I don't know what "enterprise ECC" means, but there are certainly grades of protection, from single bit error detection (parity) thru triple error correct quadruple error detect, and inline vs non-inline correction schemes. (for the latter, the machine has to stop, go back, fix the error, & resume, potentially at significant performance cost)

fomine3 · on Oct 7, 2020

On SSD, we never receive each error corrected notification maybe because it causes too many errors everyday. I expect also DRAM may go such device.

mc32 · on Oct 6, 2020

So in other words, error prone memory modules don’t have to be tossed and can be sold because they will be self correcting...?

kasabali · on Oct 6, 2020

That's what I understand. Frequencies will be higher and manufacturing process denser later in DDR5 lifecycle so they must be expecting more errors.

nine_k · on Oct 6, 2020

A number of Celerons 3XXX and 4XXX support ECC. They are intended for storage systems, like a NAS, or industrial electronics.

DCKing · on Oct 6, 2020

If you could point me to a <20W machine with ECC memory that I can buy online like a mere mortal human person, then I'd very interested!

The only thing that comes to mind in that category for me is the PC Engines APU2. The APU2 is a very neat piece of kit, don't get me wrong, but it being the only option is not great either.

osamagirl69 · on Oct 7, 2020

Intel released the Xeon D series to fill this niche https://ark.intel.com/content/www/us/en/ark/products/series/...

The D-1529 can be TDP limited to 20W (at a whopping 1.3GHz), but if you goal is idle power consumption under 20w you are better off with one of the 35w TDP D-1602 since it is only a dual core and has the lowest standby consumption. The D-1518 is also a popular choice, and basically the same as the D-1529 but with a 35W tdp limit so it can turbo to 2.2GHz.

You can get a barebones motherboard (even mini-ITX is available for making small machines) for about $500 or a complete computer for a bit under $1000 ex https://www.newegg.com/supermicro-sys-e300-8d-intel-xeon-pro...

note - the xeon-d series is not socketed, so the motherboard price includes the CPU. Make sure to get board that takes full size DIMMS since there is not a lot of ECC laptop memory on the market.

DCKing · on Oct 7, 2020

I'm aware of the Xeon D line, but sadly that was also squarely aimed at the enterprise albeit maybe a smaller scale enterprise. It's not something you can easily go out and buy any more, and when you do it's both very expensive, still PC sized, and not any more power efficient at idle or configured TDP when compared to a new Intel workstation or new AMD setup.

nine_k · on Oct 7, 2020

EBay offers a number of Xeon D boards at reasonable prices, many with extensive passive cooling. They have a lot of life left in them, to my mind, with good enough power efficiency for a box with normally very low CPU load. No moving parts, nothing to break. Yes, they are not speed demons, but low TDP presumes that anyway. ECC RAM support is there, though.

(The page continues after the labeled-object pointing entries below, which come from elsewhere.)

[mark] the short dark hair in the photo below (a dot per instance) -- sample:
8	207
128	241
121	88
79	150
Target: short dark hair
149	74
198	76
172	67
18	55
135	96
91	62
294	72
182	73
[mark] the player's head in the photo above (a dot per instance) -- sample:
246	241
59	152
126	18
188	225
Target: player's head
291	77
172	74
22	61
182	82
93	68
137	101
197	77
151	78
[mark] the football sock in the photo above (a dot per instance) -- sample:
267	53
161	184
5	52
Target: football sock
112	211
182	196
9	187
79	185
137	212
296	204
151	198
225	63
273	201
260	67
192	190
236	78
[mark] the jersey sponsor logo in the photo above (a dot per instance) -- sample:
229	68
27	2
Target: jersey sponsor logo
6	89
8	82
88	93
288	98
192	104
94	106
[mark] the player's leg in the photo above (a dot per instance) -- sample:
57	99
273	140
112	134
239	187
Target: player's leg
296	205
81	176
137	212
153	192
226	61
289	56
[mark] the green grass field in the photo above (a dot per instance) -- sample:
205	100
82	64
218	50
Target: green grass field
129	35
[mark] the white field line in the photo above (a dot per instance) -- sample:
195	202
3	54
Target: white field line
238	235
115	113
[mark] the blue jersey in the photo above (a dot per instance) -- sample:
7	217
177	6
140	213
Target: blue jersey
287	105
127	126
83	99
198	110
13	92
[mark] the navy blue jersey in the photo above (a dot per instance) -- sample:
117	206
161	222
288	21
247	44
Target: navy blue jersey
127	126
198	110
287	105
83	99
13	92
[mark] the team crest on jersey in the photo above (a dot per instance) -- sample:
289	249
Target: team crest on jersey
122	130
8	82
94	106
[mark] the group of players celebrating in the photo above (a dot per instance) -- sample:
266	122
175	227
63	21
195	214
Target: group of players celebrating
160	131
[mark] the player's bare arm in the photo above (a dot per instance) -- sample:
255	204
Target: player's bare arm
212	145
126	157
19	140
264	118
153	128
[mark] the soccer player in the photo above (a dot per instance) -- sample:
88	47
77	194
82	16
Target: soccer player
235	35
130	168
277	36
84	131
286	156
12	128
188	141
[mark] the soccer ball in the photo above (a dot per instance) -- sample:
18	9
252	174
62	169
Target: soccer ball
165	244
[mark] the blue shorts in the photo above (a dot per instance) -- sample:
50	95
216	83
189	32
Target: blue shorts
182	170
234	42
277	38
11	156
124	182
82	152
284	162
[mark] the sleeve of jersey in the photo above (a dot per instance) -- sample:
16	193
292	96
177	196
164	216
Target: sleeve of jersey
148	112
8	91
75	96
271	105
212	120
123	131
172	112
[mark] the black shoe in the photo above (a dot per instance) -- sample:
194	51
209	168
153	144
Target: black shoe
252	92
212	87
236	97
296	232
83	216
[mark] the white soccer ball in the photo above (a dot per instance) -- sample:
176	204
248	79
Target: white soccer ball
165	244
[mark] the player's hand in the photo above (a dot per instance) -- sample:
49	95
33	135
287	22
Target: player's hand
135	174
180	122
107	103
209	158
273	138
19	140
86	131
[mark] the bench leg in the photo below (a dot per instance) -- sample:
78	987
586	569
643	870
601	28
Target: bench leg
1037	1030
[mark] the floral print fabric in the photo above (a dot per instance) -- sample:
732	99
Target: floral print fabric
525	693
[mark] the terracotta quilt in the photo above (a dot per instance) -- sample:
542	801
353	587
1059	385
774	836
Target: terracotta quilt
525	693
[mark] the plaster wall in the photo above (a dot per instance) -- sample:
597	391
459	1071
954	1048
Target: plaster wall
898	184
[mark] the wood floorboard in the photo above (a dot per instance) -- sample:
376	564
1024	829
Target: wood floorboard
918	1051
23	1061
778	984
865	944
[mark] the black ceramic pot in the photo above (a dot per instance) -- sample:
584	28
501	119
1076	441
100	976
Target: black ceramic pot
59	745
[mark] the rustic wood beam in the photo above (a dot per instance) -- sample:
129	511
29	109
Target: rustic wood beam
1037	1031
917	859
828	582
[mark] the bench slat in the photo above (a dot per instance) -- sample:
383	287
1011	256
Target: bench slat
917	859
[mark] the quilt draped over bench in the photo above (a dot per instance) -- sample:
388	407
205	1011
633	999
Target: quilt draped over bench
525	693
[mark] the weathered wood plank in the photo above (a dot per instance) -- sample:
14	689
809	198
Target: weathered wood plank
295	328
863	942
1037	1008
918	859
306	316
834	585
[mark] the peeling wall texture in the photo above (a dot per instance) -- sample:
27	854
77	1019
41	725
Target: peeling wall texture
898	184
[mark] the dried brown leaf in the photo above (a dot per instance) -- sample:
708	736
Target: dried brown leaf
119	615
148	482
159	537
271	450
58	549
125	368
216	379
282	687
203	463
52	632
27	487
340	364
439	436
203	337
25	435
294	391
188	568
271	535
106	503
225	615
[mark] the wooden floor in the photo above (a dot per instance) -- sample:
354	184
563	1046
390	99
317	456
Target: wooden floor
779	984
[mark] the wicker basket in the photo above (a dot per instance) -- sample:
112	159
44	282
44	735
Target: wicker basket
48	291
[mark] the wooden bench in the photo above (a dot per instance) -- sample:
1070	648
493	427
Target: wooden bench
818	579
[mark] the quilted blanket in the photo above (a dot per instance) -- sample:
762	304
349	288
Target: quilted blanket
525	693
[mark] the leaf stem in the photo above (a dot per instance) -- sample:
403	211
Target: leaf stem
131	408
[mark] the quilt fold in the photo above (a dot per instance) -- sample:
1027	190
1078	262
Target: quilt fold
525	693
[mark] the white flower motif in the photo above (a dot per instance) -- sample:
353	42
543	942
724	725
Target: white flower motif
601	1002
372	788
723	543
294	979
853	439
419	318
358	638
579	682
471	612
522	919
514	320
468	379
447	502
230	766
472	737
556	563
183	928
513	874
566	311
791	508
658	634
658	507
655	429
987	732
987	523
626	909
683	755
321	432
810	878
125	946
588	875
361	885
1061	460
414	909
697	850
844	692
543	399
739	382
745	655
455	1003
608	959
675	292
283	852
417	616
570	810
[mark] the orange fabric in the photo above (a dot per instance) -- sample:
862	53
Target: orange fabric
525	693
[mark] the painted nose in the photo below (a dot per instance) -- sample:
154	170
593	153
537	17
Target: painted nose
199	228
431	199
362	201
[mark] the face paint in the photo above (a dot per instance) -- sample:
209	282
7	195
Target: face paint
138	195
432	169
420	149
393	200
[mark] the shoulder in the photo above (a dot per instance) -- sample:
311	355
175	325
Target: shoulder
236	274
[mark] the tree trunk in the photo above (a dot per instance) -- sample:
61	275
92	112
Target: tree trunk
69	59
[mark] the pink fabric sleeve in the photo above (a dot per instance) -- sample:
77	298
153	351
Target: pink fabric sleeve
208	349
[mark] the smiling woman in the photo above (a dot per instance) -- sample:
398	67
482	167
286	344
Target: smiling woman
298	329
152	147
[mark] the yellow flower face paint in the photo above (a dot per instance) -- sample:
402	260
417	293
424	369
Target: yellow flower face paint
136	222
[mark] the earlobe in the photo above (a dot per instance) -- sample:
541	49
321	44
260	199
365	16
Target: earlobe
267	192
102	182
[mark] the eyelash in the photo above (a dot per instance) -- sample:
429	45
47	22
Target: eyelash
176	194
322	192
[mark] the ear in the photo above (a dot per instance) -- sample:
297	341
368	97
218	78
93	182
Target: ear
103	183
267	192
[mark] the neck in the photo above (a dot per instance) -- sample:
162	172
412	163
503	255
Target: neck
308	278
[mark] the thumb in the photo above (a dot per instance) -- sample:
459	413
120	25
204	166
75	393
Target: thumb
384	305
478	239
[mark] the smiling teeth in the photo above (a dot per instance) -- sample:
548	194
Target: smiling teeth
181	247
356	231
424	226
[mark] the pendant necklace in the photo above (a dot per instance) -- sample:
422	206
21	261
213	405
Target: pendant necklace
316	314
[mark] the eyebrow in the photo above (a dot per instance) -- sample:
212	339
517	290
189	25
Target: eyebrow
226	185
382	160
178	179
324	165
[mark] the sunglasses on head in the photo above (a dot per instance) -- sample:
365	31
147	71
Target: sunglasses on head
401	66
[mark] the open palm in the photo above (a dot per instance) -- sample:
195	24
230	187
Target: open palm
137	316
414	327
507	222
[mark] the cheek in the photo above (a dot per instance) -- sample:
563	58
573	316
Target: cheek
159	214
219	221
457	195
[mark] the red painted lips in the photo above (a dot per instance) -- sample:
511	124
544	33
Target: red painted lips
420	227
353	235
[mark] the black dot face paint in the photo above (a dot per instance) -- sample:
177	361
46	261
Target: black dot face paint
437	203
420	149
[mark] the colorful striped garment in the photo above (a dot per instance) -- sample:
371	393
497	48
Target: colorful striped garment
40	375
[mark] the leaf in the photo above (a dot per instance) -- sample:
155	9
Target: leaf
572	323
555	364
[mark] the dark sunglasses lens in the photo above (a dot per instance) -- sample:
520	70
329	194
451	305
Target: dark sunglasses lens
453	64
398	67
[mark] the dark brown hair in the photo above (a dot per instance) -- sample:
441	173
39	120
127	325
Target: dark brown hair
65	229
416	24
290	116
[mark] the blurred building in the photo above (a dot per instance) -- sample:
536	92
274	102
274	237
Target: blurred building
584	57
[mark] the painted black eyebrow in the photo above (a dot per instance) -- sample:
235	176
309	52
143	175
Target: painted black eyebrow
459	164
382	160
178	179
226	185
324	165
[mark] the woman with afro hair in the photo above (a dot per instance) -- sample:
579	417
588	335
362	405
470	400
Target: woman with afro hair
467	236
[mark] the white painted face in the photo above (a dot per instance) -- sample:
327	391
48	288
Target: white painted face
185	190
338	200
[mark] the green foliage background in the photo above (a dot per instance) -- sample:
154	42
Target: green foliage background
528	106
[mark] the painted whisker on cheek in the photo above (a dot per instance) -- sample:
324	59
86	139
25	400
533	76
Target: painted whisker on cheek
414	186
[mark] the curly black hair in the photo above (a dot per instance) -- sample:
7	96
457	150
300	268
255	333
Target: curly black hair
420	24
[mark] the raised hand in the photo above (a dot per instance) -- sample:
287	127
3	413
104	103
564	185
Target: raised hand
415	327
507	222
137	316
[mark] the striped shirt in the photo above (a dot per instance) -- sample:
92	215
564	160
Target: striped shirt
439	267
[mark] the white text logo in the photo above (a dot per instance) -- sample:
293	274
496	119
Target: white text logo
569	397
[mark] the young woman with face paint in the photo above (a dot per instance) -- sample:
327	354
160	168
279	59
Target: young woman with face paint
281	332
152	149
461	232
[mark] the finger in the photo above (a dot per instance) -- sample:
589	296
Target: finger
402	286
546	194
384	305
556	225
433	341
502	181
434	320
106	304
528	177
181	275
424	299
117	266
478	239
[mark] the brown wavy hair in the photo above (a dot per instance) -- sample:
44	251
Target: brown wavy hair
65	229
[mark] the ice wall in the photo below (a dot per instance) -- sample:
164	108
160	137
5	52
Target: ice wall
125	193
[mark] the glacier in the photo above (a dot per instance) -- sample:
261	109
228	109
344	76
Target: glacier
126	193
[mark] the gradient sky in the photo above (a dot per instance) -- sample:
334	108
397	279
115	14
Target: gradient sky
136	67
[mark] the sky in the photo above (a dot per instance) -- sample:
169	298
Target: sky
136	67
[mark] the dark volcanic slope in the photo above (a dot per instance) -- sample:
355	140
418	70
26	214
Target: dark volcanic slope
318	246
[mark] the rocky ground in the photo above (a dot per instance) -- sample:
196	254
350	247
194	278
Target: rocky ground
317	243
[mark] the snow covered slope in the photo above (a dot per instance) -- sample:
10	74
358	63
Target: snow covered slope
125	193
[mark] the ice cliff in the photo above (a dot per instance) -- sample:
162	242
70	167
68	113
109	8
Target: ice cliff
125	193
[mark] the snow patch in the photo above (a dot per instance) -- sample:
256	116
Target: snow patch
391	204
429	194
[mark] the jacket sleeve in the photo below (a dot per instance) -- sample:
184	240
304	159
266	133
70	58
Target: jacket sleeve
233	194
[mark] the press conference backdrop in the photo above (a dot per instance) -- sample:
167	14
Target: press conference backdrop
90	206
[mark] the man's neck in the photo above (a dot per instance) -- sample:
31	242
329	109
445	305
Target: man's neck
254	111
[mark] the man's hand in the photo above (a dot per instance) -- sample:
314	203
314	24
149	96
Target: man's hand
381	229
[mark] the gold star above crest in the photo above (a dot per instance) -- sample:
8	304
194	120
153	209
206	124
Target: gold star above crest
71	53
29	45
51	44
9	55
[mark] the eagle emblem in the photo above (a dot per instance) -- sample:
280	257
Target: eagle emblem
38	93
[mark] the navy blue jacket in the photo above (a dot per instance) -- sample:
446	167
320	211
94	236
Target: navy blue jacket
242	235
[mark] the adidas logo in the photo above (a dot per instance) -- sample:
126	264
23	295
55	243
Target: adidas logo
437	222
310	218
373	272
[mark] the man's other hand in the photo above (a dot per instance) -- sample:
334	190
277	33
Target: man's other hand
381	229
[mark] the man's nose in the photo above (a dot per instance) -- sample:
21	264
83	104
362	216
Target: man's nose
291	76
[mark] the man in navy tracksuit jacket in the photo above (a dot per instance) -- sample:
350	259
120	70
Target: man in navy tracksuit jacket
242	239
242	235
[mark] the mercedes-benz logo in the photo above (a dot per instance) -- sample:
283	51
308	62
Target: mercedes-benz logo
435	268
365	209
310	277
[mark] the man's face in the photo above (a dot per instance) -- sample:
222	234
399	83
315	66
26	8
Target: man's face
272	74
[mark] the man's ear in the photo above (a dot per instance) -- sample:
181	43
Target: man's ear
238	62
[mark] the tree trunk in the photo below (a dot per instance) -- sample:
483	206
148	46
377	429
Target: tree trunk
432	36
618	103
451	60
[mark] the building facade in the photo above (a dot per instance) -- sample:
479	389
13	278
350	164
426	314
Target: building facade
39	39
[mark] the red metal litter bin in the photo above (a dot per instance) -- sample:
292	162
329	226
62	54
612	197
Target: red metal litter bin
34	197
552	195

ryzenecc10 · on Oct 7, 2020

I have one of these fanless Ryzen V1605B iBOX-V1000M bricks with 32GB ECC running Ubuntu 20.04:

https://mitxpc.com/products/ibox-v1000

I bought it from that page. I wanted fanless silence and I wanted ECC and it took me a long time to find this machine but found it I did and it works. Linux reports seeing the ECC is indeed enabled (edac-utils?). Measured with a Kill-a-Watt meter it does consume more than 20W (maybe 30ish IIRC?). I actually disabled some Linux power management though to get bluetooth mice and keyboards to not lag after being idle for 5 seconds so my system might draw more power than others. Drives a 4K display buttery smooth, can watch all the YouTube and Netflix you want on Linux.